Par Kristalina Georgieva, Directrice générale, FMI

Discours prononcé le 17 avril 2025 à Washington, aux assemblées de Printemps du FMI et de la BM

Bonjour. Je vous souhaite à tous très chaleureusement la bienvenue, et je vous remercie encore, Maria, pour vos aimables paroles.

Ici même, il y a six mois, je m’exprimais sur une croissance faible et une dette élevée. Mais j’évoquais aussi la résilience de pays qui surmontaient des chocs importants grâce à des fondamentaux solides et en faisant preuve d’agilité.

Cette résilience est de nouveau mise à l’épreuve par la remise à zéro du système commercial mondial.

Les marchés financiers deviennent plus volatils et l’incertitude qui entoure la politique commerciale est exceptionnelle. Voyez comme elle déborde de ce graphique.

Alors que les tensions commerciales s’intensifiaient, les cours mondiaux des actions chutaient, même si de nombreuses valeurs demeurent élevées. Voici un aperçu de l’activité sur le marché.

Cette situation nous rappelle que nous vivons dans un monde de revirements soudains et radicaux.

Elle nous impose de réagir avec sagesse. L’objectif d’une économie mondiale plus équilibrée et plus résiliente est à notre portée. Nous devons agir pour y parvenir.

Permettez-moi donc de vous exposer la situation en répondant à trois questions fondamentales. Quel est le contexte ? Quelles sont les conséquences ? Et surtout, que peuvent faire les pays ?

Première partie : quel est le contexte ?

Les tensions commerciales sont comparables à une casserole qui bouillonnait depuis longtemps et a fini par déborder.

Dans une large mesure, c’est le résultat d’une érosion de la confiance. Confiance dans le système international, et confiance entre les pays.

L’intégration de l’économie mondiale a permis à un grand nombre de personnes de sortir de la pauvreté et le monde est globalement plus prospère. Mais elle n’a pas profité à tous. Des communautés ont été vidées de leur substance par le déplacement des emplois à l’étranger. Les salaires ont reculé sous l’effet de la disponibilité croissante d’une main-d’œuvre bon marché. Les prix ont augmenté lorsque les chaînes d’approvisionnement mondiales ont été interrompues. Beaucoup rendent le système économique international responsable de l’injustice qu’ils ressentent dans leur vie.

Les distorsions du commerce—droits de douane et mesures non tarifaires—ont alimenté l’opinion défavorable sur un système multilatéral jugé incapable d’offrir des chances égales à tous.

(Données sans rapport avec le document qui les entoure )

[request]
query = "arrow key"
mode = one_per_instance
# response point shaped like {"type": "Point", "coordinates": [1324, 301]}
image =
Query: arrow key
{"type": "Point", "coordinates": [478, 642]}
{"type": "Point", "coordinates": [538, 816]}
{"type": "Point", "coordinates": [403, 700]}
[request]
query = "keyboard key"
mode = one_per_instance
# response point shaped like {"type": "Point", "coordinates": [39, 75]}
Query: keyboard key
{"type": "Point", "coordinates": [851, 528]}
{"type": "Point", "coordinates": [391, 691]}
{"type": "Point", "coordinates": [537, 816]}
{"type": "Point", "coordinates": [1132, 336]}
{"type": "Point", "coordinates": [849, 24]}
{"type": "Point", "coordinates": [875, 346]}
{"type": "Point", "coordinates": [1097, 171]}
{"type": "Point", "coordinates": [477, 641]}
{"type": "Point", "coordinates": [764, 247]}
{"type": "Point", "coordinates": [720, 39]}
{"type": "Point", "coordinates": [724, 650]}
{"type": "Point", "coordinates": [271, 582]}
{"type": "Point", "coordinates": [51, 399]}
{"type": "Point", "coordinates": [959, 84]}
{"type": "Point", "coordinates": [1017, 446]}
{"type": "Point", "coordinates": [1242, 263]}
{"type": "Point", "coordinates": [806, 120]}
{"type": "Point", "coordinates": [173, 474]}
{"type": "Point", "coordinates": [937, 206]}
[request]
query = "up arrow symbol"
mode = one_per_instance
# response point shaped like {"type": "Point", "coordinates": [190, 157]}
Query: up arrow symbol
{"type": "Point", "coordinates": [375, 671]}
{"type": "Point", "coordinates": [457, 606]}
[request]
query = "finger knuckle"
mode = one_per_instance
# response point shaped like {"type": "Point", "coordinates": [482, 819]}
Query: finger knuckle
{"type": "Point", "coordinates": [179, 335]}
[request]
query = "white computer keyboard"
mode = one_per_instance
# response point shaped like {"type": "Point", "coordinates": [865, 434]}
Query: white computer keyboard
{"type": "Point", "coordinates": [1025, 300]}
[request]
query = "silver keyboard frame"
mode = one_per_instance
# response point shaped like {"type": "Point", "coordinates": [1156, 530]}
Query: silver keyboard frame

Ces distorsions sont illustrées dans les deux graphiques suivants. Le premier nous montre que, pendant près de 20 ans, le monde a connu une bonne convergence vers des droits de douane effectifs faibles et stables aux États-Unis, mais que les progrès marquent le pas depuis une dizaine d’années.

Le deuxième graphique illustre le nombre, et non pas la taille, des nouvelles mesures de subventions nettes prises par grand pays.  Ce tableau est incomplet, mais il donne l’orientation générale : les barrières non tarifaires suivent une tendance ascendante.

Ce sentiment d’injustice nourrit parfois les discours selon lesquels nous respectons les règles du jeu pendant que d’autres contournent le système sans être sanctionnés. Les déséquilibres commerciaux attisent les tensions commerciales.

C’est alors que la sécurité nationale entre en jeu. Dans un monde multipolaire, la question de savoir où les choses sont fabriquées peut importer plus que celle de savoir combien elles coûtent. Suivant la logique de la sécurité nationale, une vaste gamme de biens stratégiques, qui vont des puces électroniques à l’acier, doivent être fabriqués localement, et il faut en payer le prix. L’autosuffisance fait son retour.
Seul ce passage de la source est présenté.